Is There a Black Cat Personality?
Research has been done to find a link between coat color and personality in cats but no definitive results have been found. While there is some evidence that an animal's color can be related to temperament, such as the famous experiment with the Russian scientist Belyaev's foxes, it's not clear how much color is related to personality and what other factors come into play. During this experiment, the tamest foxes were bred to each other to produce successive generations of foxes that were less fearful of people. These "friendlier" foxes however also lost their original silver-black coloring and were piebald, along with other physical changes like floppy ears and curly tails. The study showed coat color and temperament in animals are related though it's not clear to what degree one influences the other.
The Impact of Breed on Personality
One should also consider that black can be found in 22 different cat breeds and one breed, the Bombay, only comes in black. Each of these cats can have different personality traits based on breed tendencies more so than their color. Bombay cats in particular are known for being very outgoing and affectionate with "dog-like" personalities and experience with this breed could lead one to think all black cats are fun-loving, extroverted characters.
Coat Color Genetic Links
While scientists have not substantiated a link between coat color and temperament, one interesting finding about black cats is that they may be more resistant to disease. The presence of melanism mutation seems to provide extra protection against infectious diseases like FIV. This trait possibly could have an influence on personality in that black cats could be more laid back and friendly because they're less susceptible to health problems that could plague kittens of other colors leading to less socialization during important developmental periods.
Like Owner Like Cat
Another theory is the idea that black cats may tend to have the same personality traits because they're influenced by their owners.
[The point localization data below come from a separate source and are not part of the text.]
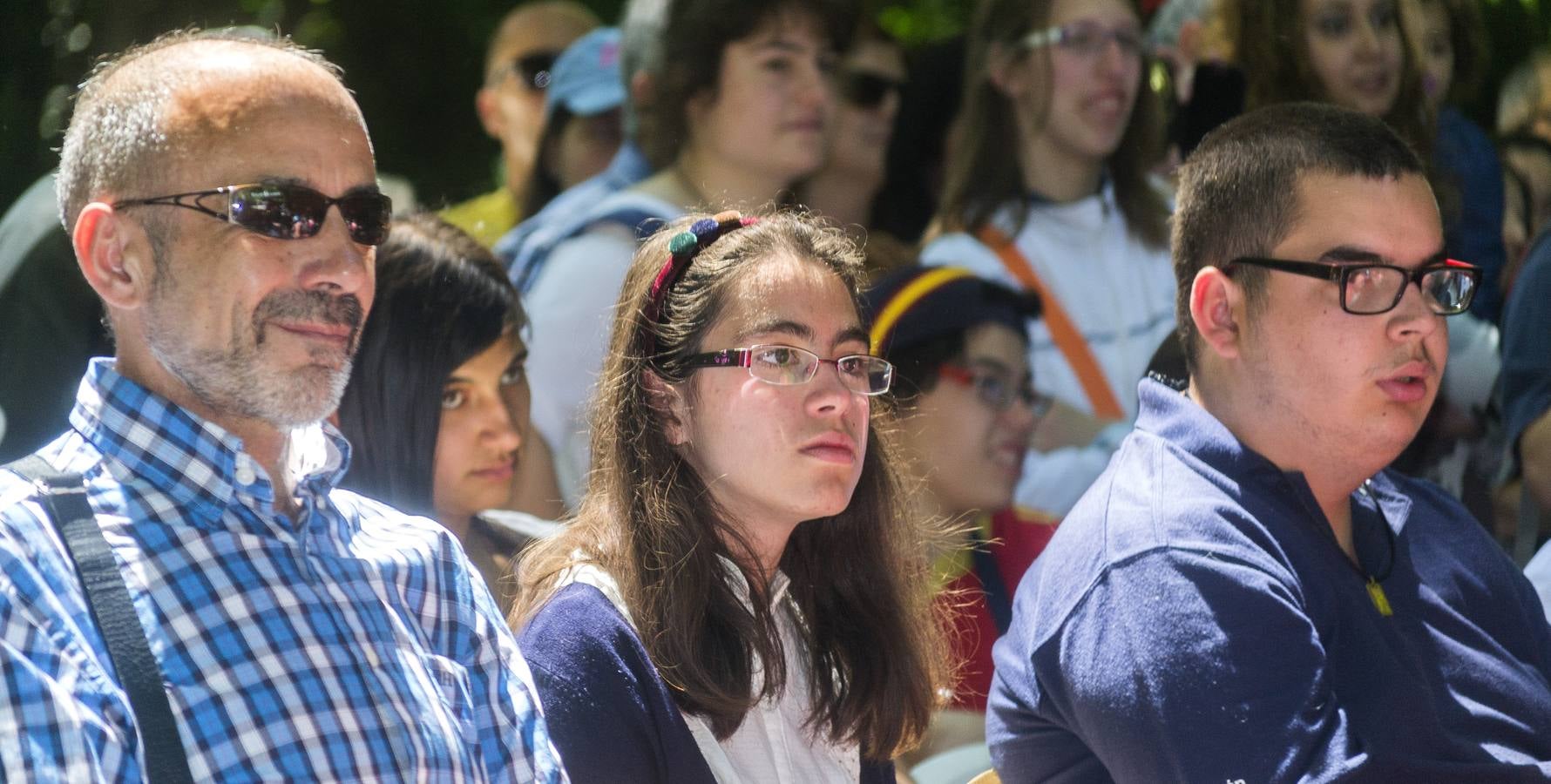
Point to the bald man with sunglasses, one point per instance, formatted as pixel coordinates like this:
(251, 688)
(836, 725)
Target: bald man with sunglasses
(1248, 592)
(183, 592)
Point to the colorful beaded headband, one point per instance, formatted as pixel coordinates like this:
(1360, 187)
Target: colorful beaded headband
(681, 250)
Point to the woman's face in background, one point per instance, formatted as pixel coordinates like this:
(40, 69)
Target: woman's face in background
(484, 419)
(1356, 51)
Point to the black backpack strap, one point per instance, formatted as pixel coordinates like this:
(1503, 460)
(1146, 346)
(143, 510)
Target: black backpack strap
(64, 497)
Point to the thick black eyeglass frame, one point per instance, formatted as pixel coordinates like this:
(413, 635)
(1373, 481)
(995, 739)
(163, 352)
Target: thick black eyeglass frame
(1339, 273)
(866, 89)
(366, 213)
(745, 358)
(535, 69)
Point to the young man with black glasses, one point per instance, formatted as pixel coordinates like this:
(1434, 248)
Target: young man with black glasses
(1248, 594)
(185, 594)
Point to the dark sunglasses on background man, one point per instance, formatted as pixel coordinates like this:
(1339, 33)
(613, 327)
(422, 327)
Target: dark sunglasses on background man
(867, 91)
(534, 69)
(284, 211)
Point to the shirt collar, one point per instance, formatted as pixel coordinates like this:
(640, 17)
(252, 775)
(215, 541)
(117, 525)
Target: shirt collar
(1175, 417)
(188, 457)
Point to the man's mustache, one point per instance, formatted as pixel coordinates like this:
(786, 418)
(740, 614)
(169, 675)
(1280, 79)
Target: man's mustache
(309, 306)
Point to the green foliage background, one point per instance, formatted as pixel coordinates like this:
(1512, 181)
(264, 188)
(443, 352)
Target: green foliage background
(415, 67)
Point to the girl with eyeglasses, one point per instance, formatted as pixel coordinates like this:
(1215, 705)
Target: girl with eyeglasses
(742, 594)
(740, 107)
(968, 408)
(1047, 191)
(437, 406)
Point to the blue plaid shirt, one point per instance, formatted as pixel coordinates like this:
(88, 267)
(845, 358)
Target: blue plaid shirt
(351, 644)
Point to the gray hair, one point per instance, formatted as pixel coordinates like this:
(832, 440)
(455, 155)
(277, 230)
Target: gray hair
(640, 50)
(117, 139)
(1523, 93)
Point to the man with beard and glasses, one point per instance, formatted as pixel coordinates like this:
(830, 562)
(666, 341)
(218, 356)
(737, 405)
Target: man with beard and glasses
(1248, 594)
(220, 199)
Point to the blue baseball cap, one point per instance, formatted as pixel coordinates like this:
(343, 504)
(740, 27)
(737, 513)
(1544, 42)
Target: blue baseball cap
(917, 304)
(585, 78)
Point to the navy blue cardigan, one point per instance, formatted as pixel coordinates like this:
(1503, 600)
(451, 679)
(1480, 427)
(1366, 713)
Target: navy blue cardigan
(610, 713)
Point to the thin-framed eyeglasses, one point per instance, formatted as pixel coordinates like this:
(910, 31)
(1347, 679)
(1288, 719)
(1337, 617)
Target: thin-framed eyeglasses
(284, 211)
(1372, 288)
(787, 366)
(996, 389)
(1087, 39)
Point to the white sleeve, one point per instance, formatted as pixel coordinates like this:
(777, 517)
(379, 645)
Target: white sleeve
(571, 310)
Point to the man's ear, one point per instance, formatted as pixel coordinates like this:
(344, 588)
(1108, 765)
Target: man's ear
(669, 406)
(1216, 308)
(113, 256)
(489, 112)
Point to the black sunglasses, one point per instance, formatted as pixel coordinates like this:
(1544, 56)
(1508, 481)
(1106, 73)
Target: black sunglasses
(867, 91)
(534, 69)
(286, 211)
(1372, 288)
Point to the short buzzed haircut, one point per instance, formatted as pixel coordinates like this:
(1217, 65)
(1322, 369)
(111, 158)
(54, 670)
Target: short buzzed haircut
(1238, 193)
(117, 139)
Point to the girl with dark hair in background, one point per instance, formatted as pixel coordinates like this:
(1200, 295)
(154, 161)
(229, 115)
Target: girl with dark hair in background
(966, 403)
(739, 112)
(437, 406)
(1353, 53)
(742, 594)
(1047, 191)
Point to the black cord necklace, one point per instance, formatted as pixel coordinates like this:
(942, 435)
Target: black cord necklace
(1381, 602)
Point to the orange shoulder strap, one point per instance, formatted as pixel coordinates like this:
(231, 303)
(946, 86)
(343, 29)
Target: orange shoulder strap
(1061, 328)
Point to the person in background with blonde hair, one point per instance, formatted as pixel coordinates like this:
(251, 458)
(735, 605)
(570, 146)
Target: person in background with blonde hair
(1047, 191)
(743, 594)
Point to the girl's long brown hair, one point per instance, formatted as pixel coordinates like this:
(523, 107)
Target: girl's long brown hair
(860, 580)
(982, 169)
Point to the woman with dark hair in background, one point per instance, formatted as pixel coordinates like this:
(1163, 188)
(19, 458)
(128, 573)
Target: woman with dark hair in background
(742, 594)
(1447, 44)
(739, 112)
(437, 406)
(1353, 53)
(1049, 191)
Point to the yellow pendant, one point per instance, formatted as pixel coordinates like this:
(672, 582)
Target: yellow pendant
(1379, 600)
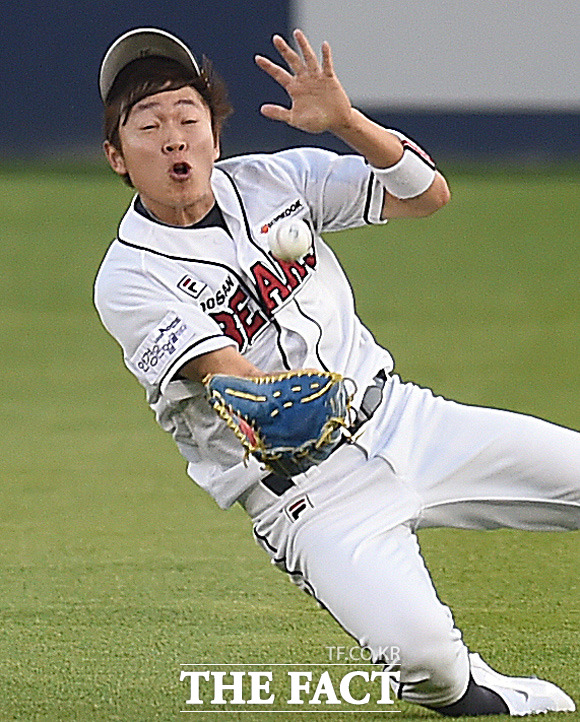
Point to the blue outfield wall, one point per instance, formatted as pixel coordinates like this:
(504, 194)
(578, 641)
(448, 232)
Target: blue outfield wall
(50, 55)
(515, 137)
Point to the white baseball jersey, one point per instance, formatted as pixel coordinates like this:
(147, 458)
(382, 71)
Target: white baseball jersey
(168, 294)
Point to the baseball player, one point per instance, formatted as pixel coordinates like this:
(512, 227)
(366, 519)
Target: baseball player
(192, 292)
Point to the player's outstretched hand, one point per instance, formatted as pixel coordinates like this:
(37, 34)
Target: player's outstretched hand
(319, 102)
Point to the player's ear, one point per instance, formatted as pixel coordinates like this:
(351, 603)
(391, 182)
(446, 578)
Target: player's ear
(115, 158)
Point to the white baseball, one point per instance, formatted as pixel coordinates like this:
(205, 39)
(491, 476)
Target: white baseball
(291, 240)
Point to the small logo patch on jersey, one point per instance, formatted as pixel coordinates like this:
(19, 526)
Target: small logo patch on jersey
(157, 351)
(297, 507)
(292, 208)
(191, 286)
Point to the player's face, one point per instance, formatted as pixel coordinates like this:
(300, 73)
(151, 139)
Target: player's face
(168, 149)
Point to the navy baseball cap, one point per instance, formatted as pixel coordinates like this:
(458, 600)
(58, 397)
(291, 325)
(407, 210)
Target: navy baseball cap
(142, 43)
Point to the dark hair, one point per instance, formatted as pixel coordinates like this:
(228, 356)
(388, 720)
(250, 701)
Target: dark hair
(154, 74)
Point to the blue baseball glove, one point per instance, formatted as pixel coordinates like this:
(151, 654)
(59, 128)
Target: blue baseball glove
(289, 422)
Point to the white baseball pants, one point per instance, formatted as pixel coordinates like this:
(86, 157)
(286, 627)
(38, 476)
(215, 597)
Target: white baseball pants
(345, 531)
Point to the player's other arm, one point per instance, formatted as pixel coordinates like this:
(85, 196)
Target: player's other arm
(384, 151)
(223, 361)
(319, 104)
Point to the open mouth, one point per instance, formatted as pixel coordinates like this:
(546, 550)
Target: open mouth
(180, 171)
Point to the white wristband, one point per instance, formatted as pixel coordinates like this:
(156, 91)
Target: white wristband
(408, 178)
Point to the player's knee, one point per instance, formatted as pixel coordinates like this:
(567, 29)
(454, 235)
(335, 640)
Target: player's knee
(436, 676)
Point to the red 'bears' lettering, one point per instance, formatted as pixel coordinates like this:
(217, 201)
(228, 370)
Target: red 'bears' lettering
(251, 322)
(271, 289)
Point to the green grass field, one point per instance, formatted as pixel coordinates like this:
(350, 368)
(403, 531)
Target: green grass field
(115, 569)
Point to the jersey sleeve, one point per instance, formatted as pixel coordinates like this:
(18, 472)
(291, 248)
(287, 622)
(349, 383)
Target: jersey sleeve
(341, 190)
(157, 332)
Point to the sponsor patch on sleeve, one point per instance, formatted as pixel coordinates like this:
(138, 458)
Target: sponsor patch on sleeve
(160, 347)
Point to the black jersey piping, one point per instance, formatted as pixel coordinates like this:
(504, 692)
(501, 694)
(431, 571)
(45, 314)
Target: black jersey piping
(315, 322)
(366, 212)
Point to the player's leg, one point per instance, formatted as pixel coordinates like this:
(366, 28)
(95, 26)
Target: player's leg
(483, 468)
(373, 580)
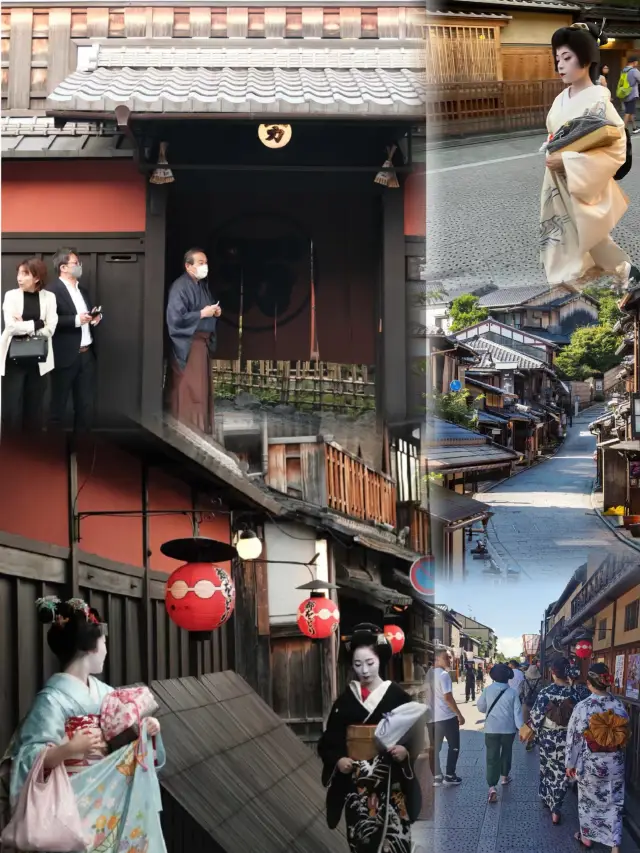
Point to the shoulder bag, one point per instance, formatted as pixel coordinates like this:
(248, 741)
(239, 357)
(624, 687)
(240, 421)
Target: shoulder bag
(46, 816)
(29, 349)
(492, 706)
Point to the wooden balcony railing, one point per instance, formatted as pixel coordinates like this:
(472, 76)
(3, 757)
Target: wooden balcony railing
(417, 520)
(359, 491)
(610, 572)
(314, 386)
(489, 107)
(324, 474)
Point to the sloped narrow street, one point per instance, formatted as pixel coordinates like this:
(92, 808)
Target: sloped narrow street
(460, 820)
(543, 523)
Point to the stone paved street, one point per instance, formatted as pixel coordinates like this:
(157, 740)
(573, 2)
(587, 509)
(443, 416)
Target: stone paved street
(543, 523)
(461, 821)
(483, 208)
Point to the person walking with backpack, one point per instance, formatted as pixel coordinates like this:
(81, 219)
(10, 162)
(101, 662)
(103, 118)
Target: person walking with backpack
(628, 91)
(503, 718)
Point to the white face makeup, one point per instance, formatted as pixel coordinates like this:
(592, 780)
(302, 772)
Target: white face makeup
(95, 660)
(569, 67)
(366, 665)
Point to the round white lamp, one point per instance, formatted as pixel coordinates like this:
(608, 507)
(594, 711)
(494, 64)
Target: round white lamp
(248, 546)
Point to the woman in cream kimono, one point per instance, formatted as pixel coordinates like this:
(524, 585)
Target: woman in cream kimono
(595, 755)
(581, 202)
(118, 794)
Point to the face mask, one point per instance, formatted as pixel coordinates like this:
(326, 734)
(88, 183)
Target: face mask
(202, 272)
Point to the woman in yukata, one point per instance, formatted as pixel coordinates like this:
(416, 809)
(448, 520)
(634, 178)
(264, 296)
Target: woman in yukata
(549, 720)
(118, 794)
(581, 202)
(381, 798)
(595, 753)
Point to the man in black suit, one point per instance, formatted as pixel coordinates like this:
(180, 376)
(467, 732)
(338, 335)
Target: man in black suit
(73, 346)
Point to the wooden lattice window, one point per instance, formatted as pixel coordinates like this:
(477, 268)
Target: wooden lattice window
(462, 54)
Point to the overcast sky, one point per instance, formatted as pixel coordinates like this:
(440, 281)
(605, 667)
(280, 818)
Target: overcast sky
(510, 609)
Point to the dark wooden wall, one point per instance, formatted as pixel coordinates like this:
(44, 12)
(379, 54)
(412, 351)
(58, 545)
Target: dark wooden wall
(29, 570)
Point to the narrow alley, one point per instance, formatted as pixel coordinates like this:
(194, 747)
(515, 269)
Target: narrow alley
(460, 820)
(543, 522)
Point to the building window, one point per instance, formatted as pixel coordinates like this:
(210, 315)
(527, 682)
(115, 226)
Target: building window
(406, 470)
(631, 613)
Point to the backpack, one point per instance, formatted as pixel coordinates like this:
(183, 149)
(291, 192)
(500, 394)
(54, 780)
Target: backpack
(626, 166)
(624, 87)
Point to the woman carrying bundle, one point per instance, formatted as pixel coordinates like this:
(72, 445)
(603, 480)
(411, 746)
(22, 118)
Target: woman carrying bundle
(380, 795)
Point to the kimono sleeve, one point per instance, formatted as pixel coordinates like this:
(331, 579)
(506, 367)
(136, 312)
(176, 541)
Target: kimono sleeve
(538, 712)
(182, 321)
(332, 745)
(578, 724)
(589, 173)
(43, 725)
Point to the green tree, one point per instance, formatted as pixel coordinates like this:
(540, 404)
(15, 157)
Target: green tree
(465, 311)
(608, 311)
(453, 407)
(592, 350)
Studies have found that there's a link between the personality of a cat owner and the cat itself, including issues like anxiety, aggression and other behavior problems. If a certain type of owner prefers a more aloof cat gravitates toward black cats, there's a clear possibility this can "produce" black cats that are less friendly because they've been unwittingly conditioned to this behavior by their owner.
Negative Perceptions of Black Cat
In a similar vein, it's possible that black cats can be seen as having more "attitude" and aggression than other color cats because for years, black cats were associated with witches and dark forces. If you're predisposed to believe such things, you may perceive a black cat as being intimidating and unfriendly whereas a cat with the same personality but different color might seem completely different. This varies by culture as well, as in Japan black cats have a long history of being considered lucky, especially for unmarried women, and black cats in Japan are widely considered to have desirable personality traits (and even their own cafe!).
Understanding a Black Cat's Personality
If you're looking into bringing a cat home, whether it's a kitten through a breeder or a cat you'll be adopting from a shelter, you may be concerned about whether there's a basis for the negative stereotypes about black cats. There are some simple ways to assess a strange cat's personality to see if they'll be a good fit for you, regardless of their color.
Try to meet the cat or kitten more than once, if possible. Sometimes you meet a cat who seems shy or irritable and like humans, maybe they're just having a "bad day." Or a cat that seems perfectly friendly the first time you meet may show other characteristics you don't enjoy as much after additional encounters. It's obviously not always an option if you have to travel a long way to meet a breeder or a cat is soon to be adopted, but in that case try to break up your visit into smaller sessions that same day.
Don't Force Interaction
Allow the cat to come to you to say hello and do not pressure them as cats do not respond well to this. You want to see if the cat is outgoing and friendly, or shy and nervous or in the case of some black cat stereotypes, aloof. A cat that comes right out to greet you is likely going to be an extroverted kitty. One who observes you quietly may be just as affectionate, but needs more time to get to know you and is a sensitive cat.
Add in Play
If you can, bring in an interactive toy, like a cat fishing pole or a small cat toy you can toss around. See if the cat plays with it and engages with you. This will give you an idea of how playful the cat is and whether they'll find play reinforcing, which can help with training and behavior issues later on. If they don't interact with the toy, it could just mean that they're not "into" toys or they're feeling nervous at meeting you.
Observe Body Language
Watch the cat's body language during the meeting or meetings to see if they appear relaxed or stressed. Also be sure to observe their body language toward other cats if they're in a litter or in a shelter with a cattery-style setting. It can be harder to observe body language with some black cats due to their coloring so make sure you're in a well lit room and take some time to see how they interact with their environment to develop an idea of who they are as a cat.
Black Cats are Individuals
Always remember that despite myths you may have heard about a cat's personality based on their coat color, there's yet to be found a definite scientific basis for these beliefs. It's true that some black cats may be aloof but you will definitely meet just as many that are friendly, silly or sweet. Meet each potential cat with a "neutral" playing field and give them a chance to show you what their "true colors" are like through interaction, observation and play.